Toyota cuts pallet truck footprint with SSAB Zero steel

Toyota Material Handling Europe has reduced the cradle-to-gate carbon footprint of its LHM230 hand pallet truck by 18% through the use of SSAB Zero steel, extending lower-emission materials into serial production.


IN Brief:

  • Toyota Material Handling Europe has cut product emissions through SSAB Zero steel.
  • The first serial-production application covers the LHM230 hand pallet truck.
  • The programme points to a more practical phase of equipment decarbonisation in warehousing.

Toyota Material Handling Europe has reduced the cradle-to-gate carbon footprint of its LHM230 hand pallet truck by 18% through the use of SSAB Zero steel.

The company said the lower-emission steel is now being used in serial production, making the move more than a limited pilot or concept exercise. The initial application covers the forks and frame of the hand pallet truck, with the partnership also being extended to the forks of selected powered pallet truck models within the BT Levio range.

Toyota Material Handling Europe produces around 80,000 hand pallet trucks and 15,000 powered pallet trucks each year, which gives relatively modest material changes a wider manufacturing effect once they move into standard production. The company said the shift can reduce emissions from the affected steel components by up to 75% compared with conventional alternatives.
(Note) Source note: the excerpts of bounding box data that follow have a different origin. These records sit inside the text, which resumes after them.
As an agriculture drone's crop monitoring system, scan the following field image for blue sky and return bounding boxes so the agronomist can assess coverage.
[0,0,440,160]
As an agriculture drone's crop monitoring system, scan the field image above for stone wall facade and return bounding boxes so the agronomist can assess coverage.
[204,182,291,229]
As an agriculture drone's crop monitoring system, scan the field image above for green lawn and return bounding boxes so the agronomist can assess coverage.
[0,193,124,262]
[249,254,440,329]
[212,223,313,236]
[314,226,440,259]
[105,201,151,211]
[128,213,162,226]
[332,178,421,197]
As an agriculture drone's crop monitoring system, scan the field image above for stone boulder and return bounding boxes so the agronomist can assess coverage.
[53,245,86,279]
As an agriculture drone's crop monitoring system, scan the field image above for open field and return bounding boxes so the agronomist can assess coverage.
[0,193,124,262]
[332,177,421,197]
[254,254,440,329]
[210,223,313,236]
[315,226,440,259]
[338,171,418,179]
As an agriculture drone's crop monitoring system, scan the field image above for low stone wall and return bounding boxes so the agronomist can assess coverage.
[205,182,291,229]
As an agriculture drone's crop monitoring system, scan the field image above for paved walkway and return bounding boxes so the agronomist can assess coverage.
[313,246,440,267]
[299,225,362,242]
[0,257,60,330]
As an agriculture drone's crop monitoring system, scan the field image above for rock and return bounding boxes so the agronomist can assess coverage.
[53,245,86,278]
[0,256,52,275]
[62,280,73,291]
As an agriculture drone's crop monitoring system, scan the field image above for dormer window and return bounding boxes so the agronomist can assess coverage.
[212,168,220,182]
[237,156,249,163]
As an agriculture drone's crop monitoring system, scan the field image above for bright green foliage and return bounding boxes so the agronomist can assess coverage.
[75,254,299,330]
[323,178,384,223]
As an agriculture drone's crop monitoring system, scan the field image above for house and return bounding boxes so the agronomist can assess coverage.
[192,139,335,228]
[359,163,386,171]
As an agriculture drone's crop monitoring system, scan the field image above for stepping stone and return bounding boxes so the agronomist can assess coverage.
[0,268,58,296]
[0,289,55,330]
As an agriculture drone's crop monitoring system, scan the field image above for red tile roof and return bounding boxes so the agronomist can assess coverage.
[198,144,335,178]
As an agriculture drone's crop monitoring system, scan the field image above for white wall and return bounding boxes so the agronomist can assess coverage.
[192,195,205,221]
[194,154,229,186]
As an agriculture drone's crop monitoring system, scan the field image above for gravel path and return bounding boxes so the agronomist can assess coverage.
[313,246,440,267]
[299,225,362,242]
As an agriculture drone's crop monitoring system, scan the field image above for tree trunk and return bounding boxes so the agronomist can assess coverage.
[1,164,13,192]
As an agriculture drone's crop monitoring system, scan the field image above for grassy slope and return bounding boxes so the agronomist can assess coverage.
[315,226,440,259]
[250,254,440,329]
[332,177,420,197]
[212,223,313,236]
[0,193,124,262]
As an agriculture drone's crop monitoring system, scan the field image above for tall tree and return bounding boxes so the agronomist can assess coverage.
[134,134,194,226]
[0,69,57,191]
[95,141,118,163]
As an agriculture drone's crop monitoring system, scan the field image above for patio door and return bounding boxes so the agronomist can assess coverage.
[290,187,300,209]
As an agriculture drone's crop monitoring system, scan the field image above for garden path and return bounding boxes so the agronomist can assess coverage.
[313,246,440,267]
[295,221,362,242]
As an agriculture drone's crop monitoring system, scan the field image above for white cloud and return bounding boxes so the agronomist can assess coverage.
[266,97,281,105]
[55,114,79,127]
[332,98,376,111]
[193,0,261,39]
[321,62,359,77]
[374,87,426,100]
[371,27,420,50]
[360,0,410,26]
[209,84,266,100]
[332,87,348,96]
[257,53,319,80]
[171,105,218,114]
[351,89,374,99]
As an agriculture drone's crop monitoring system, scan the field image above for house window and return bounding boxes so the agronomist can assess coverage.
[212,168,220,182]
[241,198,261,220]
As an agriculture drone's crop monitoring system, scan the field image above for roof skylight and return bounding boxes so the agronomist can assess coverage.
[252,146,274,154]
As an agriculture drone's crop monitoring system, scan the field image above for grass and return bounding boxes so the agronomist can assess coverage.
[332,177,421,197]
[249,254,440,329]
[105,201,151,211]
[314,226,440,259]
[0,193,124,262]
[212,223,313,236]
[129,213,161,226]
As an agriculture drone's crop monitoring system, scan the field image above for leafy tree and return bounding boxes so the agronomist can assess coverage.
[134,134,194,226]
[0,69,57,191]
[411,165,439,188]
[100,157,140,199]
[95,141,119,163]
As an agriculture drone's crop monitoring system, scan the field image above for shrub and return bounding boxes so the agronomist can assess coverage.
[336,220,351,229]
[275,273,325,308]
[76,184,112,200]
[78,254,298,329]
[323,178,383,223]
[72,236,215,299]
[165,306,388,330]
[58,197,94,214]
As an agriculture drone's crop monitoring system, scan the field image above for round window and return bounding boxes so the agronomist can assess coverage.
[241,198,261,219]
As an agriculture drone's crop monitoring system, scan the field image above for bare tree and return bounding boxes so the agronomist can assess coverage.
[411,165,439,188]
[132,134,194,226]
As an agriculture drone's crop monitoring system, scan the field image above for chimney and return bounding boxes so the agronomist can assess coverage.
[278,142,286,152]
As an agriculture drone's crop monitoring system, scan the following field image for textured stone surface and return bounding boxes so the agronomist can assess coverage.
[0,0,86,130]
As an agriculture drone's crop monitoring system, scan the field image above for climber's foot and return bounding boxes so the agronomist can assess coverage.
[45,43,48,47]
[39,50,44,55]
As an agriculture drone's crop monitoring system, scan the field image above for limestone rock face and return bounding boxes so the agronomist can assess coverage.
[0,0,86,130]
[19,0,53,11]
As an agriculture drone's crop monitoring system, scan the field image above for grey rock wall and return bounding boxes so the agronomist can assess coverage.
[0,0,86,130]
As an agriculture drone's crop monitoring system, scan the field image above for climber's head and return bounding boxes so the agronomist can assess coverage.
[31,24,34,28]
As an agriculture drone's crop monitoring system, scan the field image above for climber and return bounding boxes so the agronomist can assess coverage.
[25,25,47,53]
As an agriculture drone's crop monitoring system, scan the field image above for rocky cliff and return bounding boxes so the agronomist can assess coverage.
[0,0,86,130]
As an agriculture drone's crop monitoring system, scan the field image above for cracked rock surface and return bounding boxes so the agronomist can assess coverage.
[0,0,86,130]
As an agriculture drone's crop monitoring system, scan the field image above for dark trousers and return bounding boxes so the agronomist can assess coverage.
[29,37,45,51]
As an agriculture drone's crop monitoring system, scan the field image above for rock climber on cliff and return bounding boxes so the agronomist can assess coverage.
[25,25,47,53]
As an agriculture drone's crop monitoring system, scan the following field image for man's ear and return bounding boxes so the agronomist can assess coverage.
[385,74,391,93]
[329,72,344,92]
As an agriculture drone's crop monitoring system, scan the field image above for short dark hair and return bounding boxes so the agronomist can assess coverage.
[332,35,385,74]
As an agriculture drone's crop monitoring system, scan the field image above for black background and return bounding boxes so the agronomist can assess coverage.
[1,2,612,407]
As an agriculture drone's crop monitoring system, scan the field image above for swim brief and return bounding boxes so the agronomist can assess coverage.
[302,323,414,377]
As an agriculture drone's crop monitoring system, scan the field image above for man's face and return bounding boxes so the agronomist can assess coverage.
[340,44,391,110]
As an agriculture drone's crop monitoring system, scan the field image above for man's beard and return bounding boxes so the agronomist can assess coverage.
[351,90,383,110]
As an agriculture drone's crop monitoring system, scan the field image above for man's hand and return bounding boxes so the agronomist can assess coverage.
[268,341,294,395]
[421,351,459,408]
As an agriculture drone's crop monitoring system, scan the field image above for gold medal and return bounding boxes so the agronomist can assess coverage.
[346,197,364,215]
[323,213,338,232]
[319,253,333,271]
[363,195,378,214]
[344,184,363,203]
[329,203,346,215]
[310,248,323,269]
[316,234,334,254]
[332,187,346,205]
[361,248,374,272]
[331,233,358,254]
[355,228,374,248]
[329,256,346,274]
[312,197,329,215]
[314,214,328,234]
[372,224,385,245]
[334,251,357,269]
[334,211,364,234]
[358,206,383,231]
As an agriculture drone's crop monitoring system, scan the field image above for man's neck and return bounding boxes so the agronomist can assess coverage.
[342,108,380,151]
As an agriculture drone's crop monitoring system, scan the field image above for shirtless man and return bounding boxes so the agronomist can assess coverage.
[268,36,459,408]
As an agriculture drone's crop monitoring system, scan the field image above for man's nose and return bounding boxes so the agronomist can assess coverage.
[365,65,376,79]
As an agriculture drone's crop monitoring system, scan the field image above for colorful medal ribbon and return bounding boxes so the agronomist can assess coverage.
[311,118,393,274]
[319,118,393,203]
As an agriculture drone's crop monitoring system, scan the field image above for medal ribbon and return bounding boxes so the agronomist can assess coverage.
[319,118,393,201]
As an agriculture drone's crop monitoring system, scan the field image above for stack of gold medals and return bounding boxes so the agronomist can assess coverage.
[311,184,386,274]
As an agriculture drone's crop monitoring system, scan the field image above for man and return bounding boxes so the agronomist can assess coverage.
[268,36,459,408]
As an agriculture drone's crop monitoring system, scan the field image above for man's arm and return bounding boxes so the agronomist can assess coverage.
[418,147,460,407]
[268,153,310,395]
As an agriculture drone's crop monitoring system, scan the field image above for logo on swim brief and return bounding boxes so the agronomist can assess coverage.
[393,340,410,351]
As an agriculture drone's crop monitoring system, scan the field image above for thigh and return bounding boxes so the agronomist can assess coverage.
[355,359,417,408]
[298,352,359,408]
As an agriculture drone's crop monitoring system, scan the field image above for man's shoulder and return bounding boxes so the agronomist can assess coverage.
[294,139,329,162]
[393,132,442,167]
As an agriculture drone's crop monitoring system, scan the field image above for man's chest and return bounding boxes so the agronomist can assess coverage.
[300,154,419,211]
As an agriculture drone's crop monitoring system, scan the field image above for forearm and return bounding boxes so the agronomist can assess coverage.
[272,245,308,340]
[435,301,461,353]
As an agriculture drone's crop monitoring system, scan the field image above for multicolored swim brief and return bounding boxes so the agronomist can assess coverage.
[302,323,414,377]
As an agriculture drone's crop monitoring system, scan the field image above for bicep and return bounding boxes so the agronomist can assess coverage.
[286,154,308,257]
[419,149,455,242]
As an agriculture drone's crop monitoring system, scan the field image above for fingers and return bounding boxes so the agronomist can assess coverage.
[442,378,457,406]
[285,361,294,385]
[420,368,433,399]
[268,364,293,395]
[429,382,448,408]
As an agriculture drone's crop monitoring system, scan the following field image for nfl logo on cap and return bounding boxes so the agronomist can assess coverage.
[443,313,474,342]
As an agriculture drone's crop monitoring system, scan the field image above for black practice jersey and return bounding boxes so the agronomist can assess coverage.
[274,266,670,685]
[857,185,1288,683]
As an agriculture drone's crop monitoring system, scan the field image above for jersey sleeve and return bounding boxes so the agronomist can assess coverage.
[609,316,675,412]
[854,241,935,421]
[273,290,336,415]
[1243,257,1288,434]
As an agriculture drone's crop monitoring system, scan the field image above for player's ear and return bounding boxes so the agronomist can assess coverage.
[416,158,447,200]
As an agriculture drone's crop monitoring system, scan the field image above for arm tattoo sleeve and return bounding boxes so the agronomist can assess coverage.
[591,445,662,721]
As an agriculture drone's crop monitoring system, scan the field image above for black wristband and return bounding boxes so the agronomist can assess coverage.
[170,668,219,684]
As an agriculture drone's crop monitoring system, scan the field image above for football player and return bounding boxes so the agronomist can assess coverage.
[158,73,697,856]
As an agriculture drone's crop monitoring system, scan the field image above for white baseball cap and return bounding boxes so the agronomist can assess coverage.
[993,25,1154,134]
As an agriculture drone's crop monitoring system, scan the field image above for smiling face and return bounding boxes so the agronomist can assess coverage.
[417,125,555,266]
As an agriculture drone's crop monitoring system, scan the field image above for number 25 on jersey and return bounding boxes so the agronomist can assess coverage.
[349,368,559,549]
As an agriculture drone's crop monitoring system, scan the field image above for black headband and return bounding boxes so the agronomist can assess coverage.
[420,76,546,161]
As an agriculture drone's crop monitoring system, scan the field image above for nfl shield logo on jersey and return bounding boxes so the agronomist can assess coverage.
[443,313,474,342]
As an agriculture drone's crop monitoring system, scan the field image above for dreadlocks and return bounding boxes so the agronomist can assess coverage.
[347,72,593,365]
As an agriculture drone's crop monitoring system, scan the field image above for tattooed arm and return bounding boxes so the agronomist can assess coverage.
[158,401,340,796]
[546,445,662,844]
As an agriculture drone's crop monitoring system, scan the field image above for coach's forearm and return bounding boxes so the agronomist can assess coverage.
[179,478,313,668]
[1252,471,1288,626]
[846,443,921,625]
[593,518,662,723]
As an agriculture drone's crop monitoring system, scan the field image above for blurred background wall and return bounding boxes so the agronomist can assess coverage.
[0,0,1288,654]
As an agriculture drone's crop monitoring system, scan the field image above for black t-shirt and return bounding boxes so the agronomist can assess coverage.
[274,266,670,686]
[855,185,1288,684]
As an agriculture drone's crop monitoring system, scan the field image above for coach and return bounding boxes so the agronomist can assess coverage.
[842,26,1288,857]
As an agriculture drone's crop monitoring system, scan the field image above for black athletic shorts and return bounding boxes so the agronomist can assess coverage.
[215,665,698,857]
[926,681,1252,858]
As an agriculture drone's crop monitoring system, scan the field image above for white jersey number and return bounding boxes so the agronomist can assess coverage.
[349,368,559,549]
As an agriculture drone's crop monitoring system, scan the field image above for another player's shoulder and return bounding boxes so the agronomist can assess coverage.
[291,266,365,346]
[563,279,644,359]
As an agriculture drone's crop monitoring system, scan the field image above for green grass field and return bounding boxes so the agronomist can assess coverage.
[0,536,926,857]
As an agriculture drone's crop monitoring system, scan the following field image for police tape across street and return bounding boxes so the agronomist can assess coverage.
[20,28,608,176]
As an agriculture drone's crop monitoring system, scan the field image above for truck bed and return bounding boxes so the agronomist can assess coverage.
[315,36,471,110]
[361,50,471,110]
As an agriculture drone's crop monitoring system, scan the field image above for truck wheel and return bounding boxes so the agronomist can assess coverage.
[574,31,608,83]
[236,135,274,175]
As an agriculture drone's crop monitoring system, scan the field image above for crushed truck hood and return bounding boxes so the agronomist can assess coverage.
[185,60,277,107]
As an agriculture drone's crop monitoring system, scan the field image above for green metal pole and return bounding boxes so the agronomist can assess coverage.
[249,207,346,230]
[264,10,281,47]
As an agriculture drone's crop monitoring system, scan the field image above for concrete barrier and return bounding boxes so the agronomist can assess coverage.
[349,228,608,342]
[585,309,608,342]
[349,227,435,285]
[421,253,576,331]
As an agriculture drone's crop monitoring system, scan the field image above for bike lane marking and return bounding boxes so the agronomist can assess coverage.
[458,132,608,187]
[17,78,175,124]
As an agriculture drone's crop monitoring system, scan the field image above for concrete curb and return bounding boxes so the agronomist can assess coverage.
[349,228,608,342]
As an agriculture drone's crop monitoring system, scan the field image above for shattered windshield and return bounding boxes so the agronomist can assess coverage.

That is notable because materials handling sustainability is often discussed in terms of batteries, energy use, and charging infrastructure. Steel choice is a less visible part of the equation, but it has a direct bearing on embodied emissions in high-volume equipment categories. The latest move suggests that decarbonisation in warehouse equipment is broadening from powertrain questions into the structure of the machine itself.